There are a wide range of discussions that describe where your DTI should be. Some recommend not having more than 35% of your income being taken up by debt, but I think that is too high. While I say that now, I want to talk about when I first discovered my where my DTI ratio was and how it made me feel.
My Dreaded DTI
When the financial crises hit back in 2008, I was living my dream, or so I thought. I was enjoying life, running a successful business, and didn’t have a care in the world. Well, that is what I thought at least. I had racked up way over $50,000 worth of credit card debt. I was paying the minimum payments each month on my many credit cards, but didn’t think I had a problem. I mean, I could easily handle the minimum payments, so I was good.
Or so I thought…..
I did not know about DTI when I first started looking into my lifestyle. I had my credit card debt spread across many credit cards. It didn’t register in my mind that I had a problem. That all changed when I put all of my debt onto a whiteboard. That is when my eyes were opened; and what I saw on the board hurt. A lot. I was in debt and I was in trouble. After a bit of research, I decided to calculated my debt-to-income ratio. Want to guess what the percentage was?

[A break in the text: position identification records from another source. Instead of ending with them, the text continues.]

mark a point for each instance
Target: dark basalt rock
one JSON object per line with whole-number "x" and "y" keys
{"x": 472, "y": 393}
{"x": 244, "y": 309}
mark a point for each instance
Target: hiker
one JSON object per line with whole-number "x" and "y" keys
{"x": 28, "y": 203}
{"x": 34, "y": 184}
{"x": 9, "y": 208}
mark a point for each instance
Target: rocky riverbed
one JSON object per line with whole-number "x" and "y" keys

Yes, you just read that correctly. I was paying 67 percent of my net income toward debt. The big issue was that since I was paying so much, I wasn’t bringing any money in. All of my money was going toward debt and then when I wanted to buy something, it would just go on the credit card. It was a viscous cycle that I would never get out of unless I changed my mentality.
Working My Way Out
It took me four years to get out of my credit card debt. It was a long process that required me to make a mental shift along with earn extra income. I would have never gotten out of debt if I didn’t work extra on the side. That inspiration to get out of debt also changed my thinking of how I earn money. Ever since 2008, I have hustled on the side in order to make extra money. I think it is a great way to change your financial situation.
As I cut down my debts and increased my income, I saw my DTI drop. After some time, I was able to get it down to 35 percent and it felt good. I had breathing room in my budget and could do other things like invest for the first time. Though 35 percent is not bad, I wanted to do better. I wanted to get it down to 20%. It took more time and I finally was able to get there.
Though I wanted to keep it at the 20 percent, I also had an opportunity to get a nice Jeep Wrangler as a project vehicle. I have a great credit score, so I was able to secure some really low financing. It was an experiment which just ended last week. When I got the loan for the Jeep, it raised my DTI a bit. While that ratio really doesn’t matter much, it does when you need to get a loan or apply for a credit card. Unfortunately, my wife and I are selling our home and buying another one. That puts us in the process of securing a mortgage. My Jeep experiment lasted for four months, but I paid off the loan in order to get my DTI back down to a respectable level. The lower my DTI, the better chance I have to secure a good loan.
After everything is said and done and I look back at my DTI from where it was 6 years ago, I am lower than my 20% goal. I am now sitting at 15 percent and I think that is an awesome level. Yes, this does include my mortgage as well, just in case you were wondering.
So, you heard my DTI story, what is yours? Is your debt-to-income ratio where you want it? What is your optimal number?